He felt sure that the two waiters exchanged glances. He looked at them,—a mistake again—and got hotter.

“Oh!” said Lady Harman and regarded him with frank amusement in her eyes. The thing struck her at first in the light of a joke. “I’ve only got one-and-eightpence. I didn’t expect——”

She blushed as beautifully as ever. Then she produced a small but plutocratic-looking purse and handed it to him.

“Most remarkable—inconvenient,” said Mr. Brumley, opening the precious thing and extracting a shilling. “That will do,” he said and dismissed the waiter with a tip of sixpence. Then with the open purse still in his hand, he spent much of his remaining strength trying to look amused and unembarrassed, feeling all the time that with his flushed face and in view of all the circumstances of the case he must be really looking very silly and fluffy.

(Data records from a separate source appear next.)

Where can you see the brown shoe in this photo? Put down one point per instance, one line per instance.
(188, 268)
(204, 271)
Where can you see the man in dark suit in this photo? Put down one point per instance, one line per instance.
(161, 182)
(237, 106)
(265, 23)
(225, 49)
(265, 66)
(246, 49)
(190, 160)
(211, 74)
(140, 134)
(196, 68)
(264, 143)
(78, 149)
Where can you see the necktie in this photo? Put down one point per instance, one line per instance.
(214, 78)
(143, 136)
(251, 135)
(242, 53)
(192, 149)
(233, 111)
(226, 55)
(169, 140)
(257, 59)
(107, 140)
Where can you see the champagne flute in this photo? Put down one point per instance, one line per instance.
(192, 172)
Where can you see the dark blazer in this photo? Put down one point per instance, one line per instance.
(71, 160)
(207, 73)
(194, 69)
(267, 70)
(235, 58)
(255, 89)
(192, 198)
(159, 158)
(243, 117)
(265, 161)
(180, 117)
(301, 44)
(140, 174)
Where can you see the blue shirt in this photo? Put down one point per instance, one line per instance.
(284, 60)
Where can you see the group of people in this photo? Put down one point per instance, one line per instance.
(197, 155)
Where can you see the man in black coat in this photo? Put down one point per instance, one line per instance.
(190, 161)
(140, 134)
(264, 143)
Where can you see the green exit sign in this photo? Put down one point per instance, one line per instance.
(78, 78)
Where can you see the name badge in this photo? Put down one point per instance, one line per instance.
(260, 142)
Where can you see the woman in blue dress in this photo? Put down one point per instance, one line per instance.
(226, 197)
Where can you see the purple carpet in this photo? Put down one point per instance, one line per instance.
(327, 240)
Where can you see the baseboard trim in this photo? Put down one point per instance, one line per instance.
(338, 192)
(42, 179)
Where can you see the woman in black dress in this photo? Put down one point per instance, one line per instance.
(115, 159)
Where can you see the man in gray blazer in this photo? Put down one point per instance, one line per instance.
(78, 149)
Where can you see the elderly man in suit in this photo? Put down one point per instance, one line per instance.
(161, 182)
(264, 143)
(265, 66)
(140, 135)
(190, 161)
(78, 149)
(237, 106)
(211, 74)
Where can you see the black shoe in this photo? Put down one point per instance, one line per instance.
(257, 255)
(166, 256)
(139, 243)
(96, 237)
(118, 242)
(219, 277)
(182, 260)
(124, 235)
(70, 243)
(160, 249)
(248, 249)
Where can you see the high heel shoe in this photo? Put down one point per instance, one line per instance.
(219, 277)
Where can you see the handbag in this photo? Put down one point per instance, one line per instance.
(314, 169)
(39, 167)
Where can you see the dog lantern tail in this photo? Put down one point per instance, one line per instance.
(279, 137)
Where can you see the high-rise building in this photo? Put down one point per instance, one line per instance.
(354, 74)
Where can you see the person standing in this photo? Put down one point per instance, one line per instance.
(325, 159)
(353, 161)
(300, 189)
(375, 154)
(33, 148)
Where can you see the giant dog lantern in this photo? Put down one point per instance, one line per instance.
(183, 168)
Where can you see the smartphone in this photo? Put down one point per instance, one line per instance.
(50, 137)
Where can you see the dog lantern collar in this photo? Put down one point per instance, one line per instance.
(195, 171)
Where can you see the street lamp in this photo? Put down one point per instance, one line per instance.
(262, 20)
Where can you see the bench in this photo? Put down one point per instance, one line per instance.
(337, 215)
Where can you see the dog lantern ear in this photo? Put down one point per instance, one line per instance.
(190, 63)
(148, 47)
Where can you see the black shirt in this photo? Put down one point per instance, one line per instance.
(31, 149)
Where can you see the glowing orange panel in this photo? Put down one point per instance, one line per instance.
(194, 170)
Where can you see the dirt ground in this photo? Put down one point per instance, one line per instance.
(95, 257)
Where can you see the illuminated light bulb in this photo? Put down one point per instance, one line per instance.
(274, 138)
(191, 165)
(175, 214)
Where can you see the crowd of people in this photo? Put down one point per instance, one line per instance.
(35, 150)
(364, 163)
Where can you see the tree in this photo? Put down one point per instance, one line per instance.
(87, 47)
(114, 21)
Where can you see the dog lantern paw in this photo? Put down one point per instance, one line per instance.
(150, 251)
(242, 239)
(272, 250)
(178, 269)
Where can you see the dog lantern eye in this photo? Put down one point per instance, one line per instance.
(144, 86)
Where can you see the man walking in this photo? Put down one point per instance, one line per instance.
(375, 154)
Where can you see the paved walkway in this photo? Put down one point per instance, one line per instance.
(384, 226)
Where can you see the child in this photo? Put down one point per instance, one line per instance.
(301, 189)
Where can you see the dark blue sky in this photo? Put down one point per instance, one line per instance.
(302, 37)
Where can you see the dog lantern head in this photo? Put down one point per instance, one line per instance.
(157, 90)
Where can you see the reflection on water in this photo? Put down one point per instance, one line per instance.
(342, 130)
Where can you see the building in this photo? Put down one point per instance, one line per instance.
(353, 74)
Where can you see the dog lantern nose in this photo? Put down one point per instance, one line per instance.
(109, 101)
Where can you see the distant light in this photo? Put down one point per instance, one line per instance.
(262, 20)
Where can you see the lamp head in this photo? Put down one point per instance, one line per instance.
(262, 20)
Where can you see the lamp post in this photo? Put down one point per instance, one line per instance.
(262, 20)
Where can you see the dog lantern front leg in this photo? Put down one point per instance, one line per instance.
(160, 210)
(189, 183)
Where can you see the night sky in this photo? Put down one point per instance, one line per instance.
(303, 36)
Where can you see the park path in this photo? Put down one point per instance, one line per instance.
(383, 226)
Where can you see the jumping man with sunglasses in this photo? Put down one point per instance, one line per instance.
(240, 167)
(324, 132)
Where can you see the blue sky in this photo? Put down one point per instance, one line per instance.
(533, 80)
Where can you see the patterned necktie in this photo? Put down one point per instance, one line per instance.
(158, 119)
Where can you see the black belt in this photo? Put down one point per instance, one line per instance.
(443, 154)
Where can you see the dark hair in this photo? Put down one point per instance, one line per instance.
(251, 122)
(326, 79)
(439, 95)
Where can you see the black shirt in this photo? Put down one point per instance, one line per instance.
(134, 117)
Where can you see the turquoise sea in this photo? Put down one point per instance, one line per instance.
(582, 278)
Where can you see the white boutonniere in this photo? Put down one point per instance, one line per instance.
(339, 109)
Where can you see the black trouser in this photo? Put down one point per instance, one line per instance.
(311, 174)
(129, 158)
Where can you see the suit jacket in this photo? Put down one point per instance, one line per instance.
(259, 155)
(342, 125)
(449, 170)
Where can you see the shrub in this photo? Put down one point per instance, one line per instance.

“It’s really most inconvenient,” he remarked.

“I never thought of the—of this. It was silly of me,” said Lady Harman.

“Oh no! Oh dear no! The silliness I can assure you is all mine. I can’t tell you how entirely apologetic——Ridiculous fix. And after I had persuaded you to come here.”

“Still we were able to pay,” she consoled him.

“But you have to get home!”

She hadn’t so far thought of that. It brought Sir Isaac suddenly into the picture. “By half-past five,” she said with just the faintest flavour of interrogation.